Youth and Steroids -- a Deadly Combination


April 10, 2007 — -- When Jason was first introduced to anabolic steroids as a freshman in high school, he was prepared to do anything to make the football team.

"I was training hard for the football team when I realized I weighed much less than my teammates," he said. "That semester I learned about 'S-Parties.'"

During these parties, Jason says, whose real name is being withheld at his request, guys on the team got together and took turns injecting each other in the backside with steroids.

The drugs made them stronger, more athletic, but they also came with chilling side effects.

"We all experienced the effects of the steroids: acne, bloating, insomnia, mood swings," he said. "Once in a while someone would hit the sciatic nerve and their legs would give out."

Steroid abuse led Jason and his friends to experiment further with an assortment of other drugs, both legal and illicit, to boost their athletic performance.

"Most guys would stack different drugs together for the most effect, either trying to gain or lose massive amounts of weight, depending on the time of year," he said. "We began to add other drugs to prevent the side effects. Some of the guys even started using cocaine to get charged up before games."

One morning, Jason awoke with a fever and an electric pain in his left leg. He went to the emergency department of a nearby hospital, where a doctor told him that he would need surgery to remove an abscess that had formed where he was injected with a dirty needle.

The surgeon was able to remove the dead tissue from Jason's leg, but he developed a life-threatening infection that required a long hospital stay.

"It took six months of rehabilitation to walk again, and I had to quit football," he said.

Considering Jason's ordeal, many may not realize that Jason is one of the lucky ones when it comes to youths who use anabolic steroids.

Anabolic steroids are a group of laboratory-made drugs designed to mimic the effects of the male hormone testosterone. These drugs cause muscle and bone growth, as well as the development of male sexual characteristics.

While anabolic steroids are approved for some medical conditions, their usage requires close monitoring by a qualified health-care practitioner.

Recent studies show that 3 percent to 9 percent of teenagers illegally use steroids, with the highest rates reported in the middle school years. At this age, teens may become preoccupied with self-image, or they may face pressure to excel in athletics.

By using steroids, however, they expose themselves to a host of possible side effects, some of which can be deadly.

Some of the short-term side effects of anabolic steroids include acne, infertility, hostility, anxiety and aggression.

Among women, steroids cause the development of male-pattern hair growth, infertility and irreversible hoarseness of the voice. Anabolic steroids can also increase levels of estrogen as the body tries to compensate for high levels of male dominant hormones. In men, this can cause hot flashes, testicular shrinkage, weight gain, bloating and the growth of fatty breast tissue.

Injecting something into your body also has risks. Unclean needles can cause serious infections and gangrene, and sharing needles can lead to the transmission of diseases like HIV and hepatitis. If steroids are mistakenly injected into a nerve, they can cause extreme pain and paralysis of that part of the body.

The long-term effects of anabolic steroids are numerous. Over time, they can cause high blood pressure and male-pattern baldness in both men and women. If teenagers take them during puberty, they can permanently stunt their growth.

There is also an increased risk of heart disease, as well as liver and prostate cancer.

Perhaps most dangerous, however, are the psychological effects of abuse. Steroid users can have feelings of aggression, hostility, paranoia, and even delusions or hallucinations.

They are also more likely to be depressed or attempt suicide, especially while coming down from a cycle of use.

In addition to anabolic steroids, there are many other recent additions to the market for illegal performance enhancers.

Recombinant human growth hormone, commonly referred to as "growth," is a naturally occurring substance produced by the human body to increase bone and ligament strength. Its abuse can cause deformities of the skull and facial bones, as well as severe damage to the heart.

Insulin is also injected by athletes to increase muscle mass, though at the risk of causing dangerously low blood sugar levels.
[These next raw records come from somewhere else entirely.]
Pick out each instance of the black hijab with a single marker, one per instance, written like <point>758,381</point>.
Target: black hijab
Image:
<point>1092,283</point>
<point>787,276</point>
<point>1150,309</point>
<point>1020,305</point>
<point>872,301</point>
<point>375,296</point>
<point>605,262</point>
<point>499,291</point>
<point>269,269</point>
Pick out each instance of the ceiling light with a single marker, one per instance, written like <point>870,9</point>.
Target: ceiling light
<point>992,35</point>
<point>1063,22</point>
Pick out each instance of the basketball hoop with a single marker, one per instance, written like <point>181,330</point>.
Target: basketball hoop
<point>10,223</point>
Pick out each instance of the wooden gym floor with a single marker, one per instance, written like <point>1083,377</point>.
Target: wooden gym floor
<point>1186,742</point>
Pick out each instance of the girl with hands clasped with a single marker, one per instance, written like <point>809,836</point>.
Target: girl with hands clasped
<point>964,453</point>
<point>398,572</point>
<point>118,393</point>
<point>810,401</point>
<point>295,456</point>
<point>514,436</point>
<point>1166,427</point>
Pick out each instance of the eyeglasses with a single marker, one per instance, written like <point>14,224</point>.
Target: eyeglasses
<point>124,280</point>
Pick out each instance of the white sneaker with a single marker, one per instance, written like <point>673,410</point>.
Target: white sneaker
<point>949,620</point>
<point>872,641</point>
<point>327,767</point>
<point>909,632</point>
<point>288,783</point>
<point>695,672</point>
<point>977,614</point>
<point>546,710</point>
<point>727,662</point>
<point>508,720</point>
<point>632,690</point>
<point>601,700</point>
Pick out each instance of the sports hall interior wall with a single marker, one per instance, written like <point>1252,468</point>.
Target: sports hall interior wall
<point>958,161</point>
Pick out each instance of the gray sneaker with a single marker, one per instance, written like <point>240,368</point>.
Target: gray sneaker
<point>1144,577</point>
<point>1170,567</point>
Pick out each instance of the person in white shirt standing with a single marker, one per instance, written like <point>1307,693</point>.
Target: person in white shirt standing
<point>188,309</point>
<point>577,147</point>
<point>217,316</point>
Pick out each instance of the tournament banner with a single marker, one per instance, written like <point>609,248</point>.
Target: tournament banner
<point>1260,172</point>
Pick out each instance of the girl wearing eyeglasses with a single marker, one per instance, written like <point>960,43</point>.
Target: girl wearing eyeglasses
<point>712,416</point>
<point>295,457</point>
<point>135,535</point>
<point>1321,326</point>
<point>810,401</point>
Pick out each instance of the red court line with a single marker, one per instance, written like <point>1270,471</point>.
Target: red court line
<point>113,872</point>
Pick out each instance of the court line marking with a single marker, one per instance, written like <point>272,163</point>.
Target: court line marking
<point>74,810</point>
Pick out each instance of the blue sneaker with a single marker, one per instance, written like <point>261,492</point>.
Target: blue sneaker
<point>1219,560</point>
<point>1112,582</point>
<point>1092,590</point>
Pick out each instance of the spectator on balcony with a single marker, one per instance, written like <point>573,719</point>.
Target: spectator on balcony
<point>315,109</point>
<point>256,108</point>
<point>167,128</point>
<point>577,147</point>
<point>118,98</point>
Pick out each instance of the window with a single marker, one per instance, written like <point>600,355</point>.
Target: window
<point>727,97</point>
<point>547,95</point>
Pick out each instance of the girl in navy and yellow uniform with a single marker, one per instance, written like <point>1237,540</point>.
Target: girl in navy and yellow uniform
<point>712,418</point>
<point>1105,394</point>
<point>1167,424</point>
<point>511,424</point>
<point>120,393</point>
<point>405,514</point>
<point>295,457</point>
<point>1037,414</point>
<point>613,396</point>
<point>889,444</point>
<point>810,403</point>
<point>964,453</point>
Illegal stimulants such as thyroxine, clenbuterol and cocaine are used for weight loss and endurance, but they can lead to seizures, strokes, heart attacks and even death.
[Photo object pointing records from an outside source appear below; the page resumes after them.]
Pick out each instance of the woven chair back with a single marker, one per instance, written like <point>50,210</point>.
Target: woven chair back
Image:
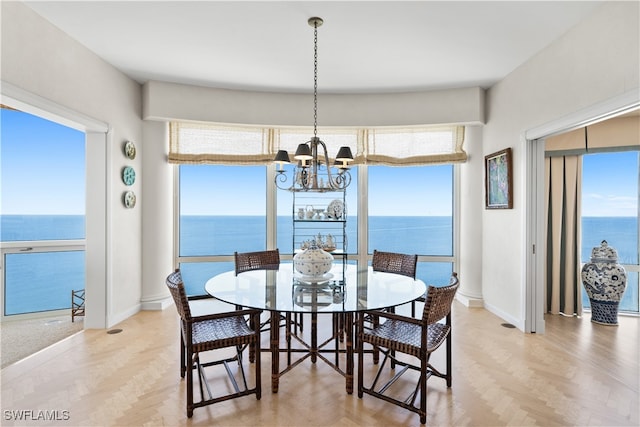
<point>439,299</point>
<point>176,287</point>
<point>261,260</point>
<point>397,263</point>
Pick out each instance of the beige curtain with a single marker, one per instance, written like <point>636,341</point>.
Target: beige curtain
<point>563,183</point>
<point>212,143</point>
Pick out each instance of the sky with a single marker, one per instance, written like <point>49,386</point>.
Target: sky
<point>42,172</point>
<point>42,166</point>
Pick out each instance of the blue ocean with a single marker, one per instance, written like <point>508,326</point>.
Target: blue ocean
<point>43,281</point>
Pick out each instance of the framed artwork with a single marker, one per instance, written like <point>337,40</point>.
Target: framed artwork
<point>499,180</point>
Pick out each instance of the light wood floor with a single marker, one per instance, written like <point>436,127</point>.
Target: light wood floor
<point>577,374</point>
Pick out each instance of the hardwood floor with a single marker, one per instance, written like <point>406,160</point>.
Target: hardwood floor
<point>578,373</point>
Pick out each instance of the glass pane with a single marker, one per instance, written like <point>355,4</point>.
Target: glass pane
<point>42,281</point>
<point>610,212</point>
<point>222,209</point>
<point>411,209</point>
<point>42,181</point>
<point>630,298</point>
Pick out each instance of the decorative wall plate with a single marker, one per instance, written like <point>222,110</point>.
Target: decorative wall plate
<point>128,175</point>
<point>130,150</point>
<point>129,199</point>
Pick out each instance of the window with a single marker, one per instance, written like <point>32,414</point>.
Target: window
<point>222,210</point>
<point>610,212</point>
<point>43,213</point>
<point>411,211</point>
<point>418,219</point>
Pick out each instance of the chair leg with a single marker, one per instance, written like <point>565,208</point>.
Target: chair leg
<point>183,361</point>
<point>423,392</point>
<point>190,385</point>
<point>360,350</point>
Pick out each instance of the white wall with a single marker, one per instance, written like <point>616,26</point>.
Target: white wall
<point>171,101</point>
<point>42,60</point>
<point>595,61</point>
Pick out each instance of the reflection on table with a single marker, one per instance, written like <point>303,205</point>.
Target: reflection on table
<point>342,292</point>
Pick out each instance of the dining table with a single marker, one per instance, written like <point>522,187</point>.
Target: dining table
<point>342,292</point>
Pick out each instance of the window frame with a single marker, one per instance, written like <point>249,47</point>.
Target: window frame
<point>362,257</point>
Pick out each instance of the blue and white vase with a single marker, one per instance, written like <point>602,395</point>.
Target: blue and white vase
<point>604,280</point>
<point>313,261</point>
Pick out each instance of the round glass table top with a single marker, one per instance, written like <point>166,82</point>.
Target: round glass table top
<point>343,289</point>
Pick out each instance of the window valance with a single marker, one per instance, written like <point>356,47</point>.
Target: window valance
<point>616,134</point>
<point>209,143</point>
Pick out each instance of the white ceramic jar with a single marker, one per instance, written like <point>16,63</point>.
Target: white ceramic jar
<point>313,261</point>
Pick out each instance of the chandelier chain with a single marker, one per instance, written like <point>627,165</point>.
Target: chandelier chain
<point>315,79</point>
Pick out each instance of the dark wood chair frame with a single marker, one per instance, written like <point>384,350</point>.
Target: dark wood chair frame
<point>264,260</point>
<point>210,332</point>
<point>396,263</point>
<point>415,337</point>
<point>393,262</point>
<point>77,303</point>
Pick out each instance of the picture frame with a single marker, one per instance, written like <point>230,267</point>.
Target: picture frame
<point>499,180</point>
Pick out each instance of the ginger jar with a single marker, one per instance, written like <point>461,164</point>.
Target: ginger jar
<point>313,261</point>
<point>604,280</point>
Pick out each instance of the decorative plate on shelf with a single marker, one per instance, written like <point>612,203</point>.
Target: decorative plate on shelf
<point>128,175</point>
<point>335,210</point>
<point>129,199</point>
<point>130,150</point>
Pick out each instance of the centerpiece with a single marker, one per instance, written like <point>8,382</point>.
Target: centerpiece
<point>313,262</point>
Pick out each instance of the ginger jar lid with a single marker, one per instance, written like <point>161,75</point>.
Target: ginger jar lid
<point>604,253</point>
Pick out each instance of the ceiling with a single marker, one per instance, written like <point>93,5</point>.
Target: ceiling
<point>363,46</point>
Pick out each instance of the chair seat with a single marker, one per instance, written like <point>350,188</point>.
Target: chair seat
<point>406,337</point>
<point>223,332</point>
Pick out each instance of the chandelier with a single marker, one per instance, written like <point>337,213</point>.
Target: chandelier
<point>314,173</point>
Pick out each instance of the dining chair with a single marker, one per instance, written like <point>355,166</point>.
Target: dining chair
<point>393,262</point>
<point>397,263</point>
<point>263,260</point>
<point>417,338</point>
<point>199,334</point>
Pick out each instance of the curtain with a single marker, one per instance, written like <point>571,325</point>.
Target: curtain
<point>563,183</point>
<point>419,146</point>
<point>211,143</point>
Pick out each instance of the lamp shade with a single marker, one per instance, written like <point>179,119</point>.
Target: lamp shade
<point>344,154</point>
<point>303,152</point>
<point>282,156</point>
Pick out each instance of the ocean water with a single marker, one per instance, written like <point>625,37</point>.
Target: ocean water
<point>43,281</point>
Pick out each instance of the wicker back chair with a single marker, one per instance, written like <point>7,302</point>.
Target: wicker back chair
<point>414,337</point>
<point>261,260</point>
<point>210,332</point>
<point>397,263</point>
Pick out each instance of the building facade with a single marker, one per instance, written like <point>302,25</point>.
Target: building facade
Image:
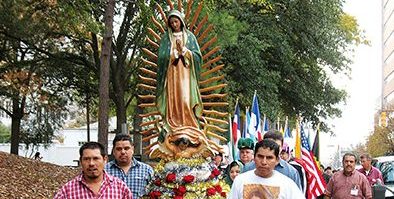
<point>387,54</point>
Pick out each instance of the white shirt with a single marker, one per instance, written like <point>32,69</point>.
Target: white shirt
<point>276,186</point>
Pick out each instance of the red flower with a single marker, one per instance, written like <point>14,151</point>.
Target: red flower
<point>155,194</point>
<point>188,179</point>
<point>218,188</point>
<point>216,172</point>
<point>180,190</point>
<point>211,191</point>
<point>157,182</point>
<point>170,177</point>
<point>211,176</point>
More advanced users often take prescription medications to prevent the side effects of increased estrogen in the body. Certain drugs can prevent the buildup of estrogen, but they too have side effects, causing increased mood swings, hot flashes and bone fractures.

The drugs discussed in this article are being abused at increasing rates among adolescents, and none come without a price.

Parents and coaches need to be aware of the signs of abuse so they can help before serious and irreversible side effects occur.

If you think your child may be using steroids, speak to your child and speak with your child's doctor. Most importantly, get involved and get help.

These simple steps may go a long way in saving a young athlete's life.

"When I think back, I am grateful just to be alive," Jason said. "My only advice now is to never start. Steroids might seem like an easy answer at first, but things can quickly get out of control."

Avishkar Tyagi is a medical student at the University of South Florida. Dr. William S. Quillen is director of the USF School of Physical Therapy and Rehabilitation Sciences and the associate dean for the USF College of Medicine.